Friday – Students will be in school all day. Their week will be completed with a Presentation of Learning commencing at 2:15pm which parents are invited to attend and support students as they answer their Guiding Question.
Please refer to these important docs and ensure you and your child are familiar with them.
A huge thank you to Faith and Lilly today for the student-led crew session. It was an excellent session, enjoyed by every one of us!
Read on below to find out what we did…
We were asked to think of a song that portrays how we feel, with an explanation if possible, to share to the rest of the group. “Happy” by Pharrell Williams was a popular choice, but there was an eclectic range within the crew.
Everyone then took a piece of paper and some coloured pencils. Faith and Lilly had carefully selected a range of different styles of music, from classical to club classics, and played them to the crew. The objective: draw on your page whatever you feel inspired to draw from the different types of music.

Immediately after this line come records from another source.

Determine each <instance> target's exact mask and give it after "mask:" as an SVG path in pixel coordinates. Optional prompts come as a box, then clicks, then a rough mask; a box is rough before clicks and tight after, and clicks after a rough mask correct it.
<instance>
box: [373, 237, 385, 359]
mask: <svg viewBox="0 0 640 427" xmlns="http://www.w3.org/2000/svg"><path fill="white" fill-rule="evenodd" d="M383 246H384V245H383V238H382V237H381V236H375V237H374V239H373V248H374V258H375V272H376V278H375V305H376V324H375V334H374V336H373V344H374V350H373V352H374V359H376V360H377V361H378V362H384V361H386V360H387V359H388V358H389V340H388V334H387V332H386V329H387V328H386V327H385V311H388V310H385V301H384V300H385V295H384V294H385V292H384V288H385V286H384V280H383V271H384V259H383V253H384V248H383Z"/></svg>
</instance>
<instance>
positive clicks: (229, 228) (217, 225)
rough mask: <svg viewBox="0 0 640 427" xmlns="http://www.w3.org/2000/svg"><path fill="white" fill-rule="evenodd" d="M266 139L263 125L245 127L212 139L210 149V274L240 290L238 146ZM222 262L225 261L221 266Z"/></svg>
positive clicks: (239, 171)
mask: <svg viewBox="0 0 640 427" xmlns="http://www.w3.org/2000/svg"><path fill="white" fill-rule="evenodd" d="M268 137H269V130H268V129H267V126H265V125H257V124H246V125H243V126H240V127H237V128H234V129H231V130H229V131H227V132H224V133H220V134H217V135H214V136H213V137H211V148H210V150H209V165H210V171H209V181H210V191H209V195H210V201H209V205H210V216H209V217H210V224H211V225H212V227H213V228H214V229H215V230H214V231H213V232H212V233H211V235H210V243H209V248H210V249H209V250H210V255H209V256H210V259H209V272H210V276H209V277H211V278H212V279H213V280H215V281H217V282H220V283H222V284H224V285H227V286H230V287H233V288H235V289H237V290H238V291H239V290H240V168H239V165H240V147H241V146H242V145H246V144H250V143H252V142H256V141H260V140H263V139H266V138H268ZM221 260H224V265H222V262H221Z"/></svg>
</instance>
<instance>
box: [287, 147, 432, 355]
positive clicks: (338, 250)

Finally, we were invited to to circle up around everyone’s artwork and do a Notice Wonder protocol. Lots of originality, including drawing images inspired by the music, such as a beach hut when listening to more tropical music; to a collection of shapes and squiggles that represented the feel and mood of the music.
It’s brilliant to the see the character growth of the students still in year 7 that have grown in confidence to be able to lead their own session and come up with such an excellent idea. Well done, Faith and Lilly.

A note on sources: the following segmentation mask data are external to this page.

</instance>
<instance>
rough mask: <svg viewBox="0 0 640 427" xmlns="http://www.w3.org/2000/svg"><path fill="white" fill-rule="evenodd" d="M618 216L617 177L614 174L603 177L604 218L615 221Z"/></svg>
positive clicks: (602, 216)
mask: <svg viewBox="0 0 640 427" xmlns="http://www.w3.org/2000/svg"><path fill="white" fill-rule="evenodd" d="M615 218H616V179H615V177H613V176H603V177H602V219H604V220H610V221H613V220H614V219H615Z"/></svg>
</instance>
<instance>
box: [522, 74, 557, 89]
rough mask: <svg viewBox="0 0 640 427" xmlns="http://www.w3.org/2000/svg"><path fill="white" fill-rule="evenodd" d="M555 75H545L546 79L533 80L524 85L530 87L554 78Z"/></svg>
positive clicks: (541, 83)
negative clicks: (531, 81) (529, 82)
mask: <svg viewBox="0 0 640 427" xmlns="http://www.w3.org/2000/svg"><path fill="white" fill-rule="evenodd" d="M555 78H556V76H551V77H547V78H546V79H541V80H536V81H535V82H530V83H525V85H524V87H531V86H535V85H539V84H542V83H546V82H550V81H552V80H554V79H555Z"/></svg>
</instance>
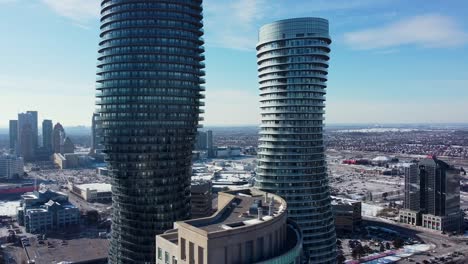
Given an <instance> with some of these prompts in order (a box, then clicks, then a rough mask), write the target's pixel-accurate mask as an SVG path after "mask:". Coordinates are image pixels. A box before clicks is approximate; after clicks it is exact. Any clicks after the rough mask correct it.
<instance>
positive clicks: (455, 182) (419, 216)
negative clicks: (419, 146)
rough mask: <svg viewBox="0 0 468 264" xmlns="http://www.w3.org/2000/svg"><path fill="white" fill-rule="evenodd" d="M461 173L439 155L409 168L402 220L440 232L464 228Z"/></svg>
mask: <svg viewBox="0 0 468 264" xmlns="http://www.w3.org/2000/svg"><path fill="white" fill-rule="evenodd" d="M460 173H461V170H460V169H456V168H455V167H453V166H450V165H448V164H447V163H445V162H444V161H441V160H439V159H437V158H436V157H428V158H426V159H423V160H421V161H419V162H418V163H417V164H412V165H410V166H409V167H408V168H406V169H405V187H404V190H405V191H404V194H405V197H404V202H403V207H404V209H403V210H400V221H401V222H404V223H407V224H412V225H422V226H423V227H426V228H430V229H435V230H439V231H457V232H460V231H462V229H463V228H462V227H463V213H462V211H461V210H460Z"/></svg>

I could comment on the excellent work we’ve done around tracking HOWLs recently; or as a Crew nominating three students who have made excellent progress towards their pledges; or how we’ve recently resolved conflict through the power of circling up and discussing issues maturely and sensitively.

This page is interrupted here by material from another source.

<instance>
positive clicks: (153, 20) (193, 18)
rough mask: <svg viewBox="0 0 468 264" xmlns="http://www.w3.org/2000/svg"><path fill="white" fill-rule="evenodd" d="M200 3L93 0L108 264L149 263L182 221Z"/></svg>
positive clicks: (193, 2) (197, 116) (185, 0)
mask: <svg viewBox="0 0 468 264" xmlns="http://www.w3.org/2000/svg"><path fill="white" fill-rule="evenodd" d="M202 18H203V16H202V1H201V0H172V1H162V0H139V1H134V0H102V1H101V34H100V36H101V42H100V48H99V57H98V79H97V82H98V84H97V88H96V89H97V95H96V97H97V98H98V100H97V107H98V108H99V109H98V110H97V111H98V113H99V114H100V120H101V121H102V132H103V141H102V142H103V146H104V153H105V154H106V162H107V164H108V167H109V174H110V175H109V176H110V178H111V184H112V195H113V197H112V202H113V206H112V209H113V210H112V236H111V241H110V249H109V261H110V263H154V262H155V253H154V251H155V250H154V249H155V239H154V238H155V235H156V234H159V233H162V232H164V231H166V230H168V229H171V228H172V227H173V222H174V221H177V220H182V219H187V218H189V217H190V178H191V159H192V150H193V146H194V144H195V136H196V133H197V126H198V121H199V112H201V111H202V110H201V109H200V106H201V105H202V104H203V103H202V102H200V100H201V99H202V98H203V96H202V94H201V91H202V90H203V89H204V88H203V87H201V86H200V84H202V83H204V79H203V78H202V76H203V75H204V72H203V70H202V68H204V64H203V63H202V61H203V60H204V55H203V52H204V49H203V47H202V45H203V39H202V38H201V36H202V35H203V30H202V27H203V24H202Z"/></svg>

But when two students make an effort to give everyone an Easter egg and a bag of chocolates, followed by two special presentations to students who they think have worked particularly hard to overcome challenges, you know something is going right.
That is Crew.
A huge thank you to Denim and Thea who brought Easter eggs and chocolate for everyone today, unprompted and out of the goodness of their own hearts.
I was particularly blown away by their decision to reward Lucie and Zach for the hard work, progress towards their individual targets, and work around their HOWLs. Complete with signed mug!
We continue to face our challenges, our ups and downs, our need for some positive reinforcement of expectations, some motivation to get going, encouragement – that’s life!
After watching a viral video about how simple messages can quickly become distorted over time, we decided to give it a go ourselves. Take a look at our video below.
I particularly like Fin’s ability to dig like a dog, despite the fact he was supposed to be getting some eggs out of a cupboard!
We had a lot of fun doing this, but Shackleton picked out some really important messages that we learnt from this activity:
Even simple messages can change in a very short space of time;
The quality of the message can be affected by people’s ability and skill in communicating;
As soon as we began to lose focus, the message changed and became unclear;
Perception of the original message is vital – your viewpoint can change how you receive and deliver the message;
Even unintentional mistakes cause significant changes.
This was particularly powerful as we’ve been discussing a lot about rumours in school recently. I think we got an important message from this: rumours are spread easily and change easily each time it gets passed on.
We found the best way to stop rumours is to stop talking about them.
Well done, Crew Shackleton. A fun activity with an important message, executed maturely.